Someone not far away laughed a tinkling laugh. It died when Ray added, “Grief has its own scent. So does anxiety.”

“So,” Calvin went on, slightly faint, “normally, any spare energy you have goes to that, keeping all that at bay, or processing it or whatever you do. But right now, your spare energy is going toward whatever it is that was done to you. It’s no wonder you’re tired. It’s no wonder you have a headache. We should up your caloric uptake beyond the usual werewolf levels. You’re not hungry, I know. Eat anyway. We’ll stop at a market and get you meat or something.”

Ray really didn’t want to eat.

Calvin observed him for another moment, then twisted to consider the girl blatantly watching them. “Anything else you want to look at before we head back?”

“Do you work with them at Rainbow Wings often?” The goblin at the reception desk had certainly seemed to know Calvin.

Calvin harrumphed a little. “It’s good work. And I have more free time than Cal thinks I do.” He turned his head toward a display on the end of one aisle and blew out a breath. He walked toward another row of books without looking back.

Ray turned to consider the display but didn’t see anything noteworthy about it, except that it possibly had books for or about being children on it. Children’s books, the kind that were a mix of words and drawings, for grade school readers. He saw a tiny elf or fairy, a much larger knight in armor, and a sparkling wizard, each on their own cover. They seemed fine, although Ray had no eye for art.

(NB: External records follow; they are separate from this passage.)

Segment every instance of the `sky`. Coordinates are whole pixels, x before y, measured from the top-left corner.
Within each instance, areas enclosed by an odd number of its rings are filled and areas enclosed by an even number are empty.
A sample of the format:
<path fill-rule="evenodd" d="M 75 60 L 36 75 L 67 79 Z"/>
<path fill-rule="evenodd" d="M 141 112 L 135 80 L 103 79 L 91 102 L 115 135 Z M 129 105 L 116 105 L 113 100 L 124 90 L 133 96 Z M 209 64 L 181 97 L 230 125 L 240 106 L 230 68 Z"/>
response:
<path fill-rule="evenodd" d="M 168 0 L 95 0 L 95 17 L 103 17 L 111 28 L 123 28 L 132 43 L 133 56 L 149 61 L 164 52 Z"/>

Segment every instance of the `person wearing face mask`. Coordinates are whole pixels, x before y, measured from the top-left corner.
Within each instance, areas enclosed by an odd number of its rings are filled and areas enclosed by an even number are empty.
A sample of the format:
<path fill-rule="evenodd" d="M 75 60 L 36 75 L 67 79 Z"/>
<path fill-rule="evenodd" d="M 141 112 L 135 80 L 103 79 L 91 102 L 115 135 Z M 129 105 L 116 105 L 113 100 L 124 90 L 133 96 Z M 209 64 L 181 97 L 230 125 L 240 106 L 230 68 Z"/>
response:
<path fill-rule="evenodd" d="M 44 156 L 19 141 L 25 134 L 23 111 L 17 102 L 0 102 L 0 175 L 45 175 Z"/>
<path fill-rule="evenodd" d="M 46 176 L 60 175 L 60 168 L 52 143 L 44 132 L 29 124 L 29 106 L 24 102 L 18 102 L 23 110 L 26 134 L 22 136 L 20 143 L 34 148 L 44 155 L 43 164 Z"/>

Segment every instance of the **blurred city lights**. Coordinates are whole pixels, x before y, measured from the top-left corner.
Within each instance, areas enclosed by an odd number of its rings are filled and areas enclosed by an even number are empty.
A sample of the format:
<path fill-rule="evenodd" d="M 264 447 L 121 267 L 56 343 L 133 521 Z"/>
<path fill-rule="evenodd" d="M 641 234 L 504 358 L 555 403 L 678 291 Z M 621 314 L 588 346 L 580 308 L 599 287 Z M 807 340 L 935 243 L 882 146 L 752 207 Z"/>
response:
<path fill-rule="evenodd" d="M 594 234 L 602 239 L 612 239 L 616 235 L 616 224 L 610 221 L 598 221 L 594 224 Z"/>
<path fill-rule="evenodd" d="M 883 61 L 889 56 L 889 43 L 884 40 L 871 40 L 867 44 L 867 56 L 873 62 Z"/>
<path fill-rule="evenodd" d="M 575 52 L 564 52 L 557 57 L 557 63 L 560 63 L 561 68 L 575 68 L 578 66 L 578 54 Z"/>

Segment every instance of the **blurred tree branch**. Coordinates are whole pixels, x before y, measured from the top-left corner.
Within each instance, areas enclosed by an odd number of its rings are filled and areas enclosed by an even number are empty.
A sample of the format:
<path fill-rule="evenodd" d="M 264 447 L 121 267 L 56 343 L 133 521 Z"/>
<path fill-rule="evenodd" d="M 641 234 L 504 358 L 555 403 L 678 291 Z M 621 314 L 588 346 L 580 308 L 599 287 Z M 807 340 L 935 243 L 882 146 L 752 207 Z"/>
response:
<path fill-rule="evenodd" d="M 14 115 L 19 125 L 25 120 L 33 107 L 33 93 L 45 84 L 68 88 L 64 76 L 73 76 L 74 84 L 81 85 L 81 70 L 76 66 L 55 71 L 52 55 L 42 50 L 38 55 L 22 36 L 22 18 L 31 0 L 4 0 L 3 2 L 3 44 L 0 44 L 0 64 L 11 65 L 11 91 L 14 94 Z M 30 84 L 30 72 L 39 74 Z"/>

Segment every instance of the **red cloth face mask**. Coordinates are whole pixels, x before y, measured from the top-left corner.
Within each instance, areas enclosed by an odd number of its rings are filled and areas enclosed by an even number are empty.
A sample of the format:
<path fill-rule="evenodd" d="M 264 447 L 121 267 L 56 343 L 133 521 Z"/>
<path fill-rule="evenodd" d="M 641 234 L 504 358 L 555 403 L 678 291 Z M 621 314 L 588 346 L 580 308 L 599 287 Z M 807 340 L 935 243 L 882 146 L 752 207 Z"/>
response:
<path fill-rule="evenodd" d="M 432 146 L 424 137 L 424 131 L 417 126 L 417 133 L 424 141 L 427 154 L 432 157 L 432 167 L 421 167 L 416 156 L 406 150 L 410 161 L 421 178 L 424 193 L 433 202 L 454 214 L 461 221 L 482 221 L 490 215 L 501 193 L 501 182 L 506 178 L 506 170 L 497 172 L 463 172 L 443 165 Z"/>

A slow-moving, small, slender, fragile human came around one of the bookshelves. Not a customer like Ray had guessed, but much too ancient to be a regular employee despite the feather duster in one delicate hand. Ray moved back, although he was nowhere near the elderly human, and in truth, the elderly human barely glanced at him except to look up at the size of him.

Ray kept his distance all the same, watching the figure in the long skirt and layers of shawls move gracefully around displays while he waited for Calvin to return.

Two customers entered the store, walking together. Ray considered the candy in his hand, if he ought to put it back. If this was meant to be, it wouldn’t matter, but Ray didn’t understand magic, much less seers and what they saw.

He put his free hand to his forehead but lowered it at the approach of a person, one of the two who had just entered. The other was staring at the candy rack. Humans, at first glance, and male, at least also at first glance, white and only in their twenties or thirties. They were in suits, nice ones, although not bespoke. But comics drew all types.

Ray was about to look away again when he caught the eye of the one nearest to him. They were both still some distance away, which seemed strange for people intent on eye contact and conversation.

“Detective Branigan?” the human asked. Ray must know him, or had known him, and the magic had made him forget, which meant the man must know Cal too.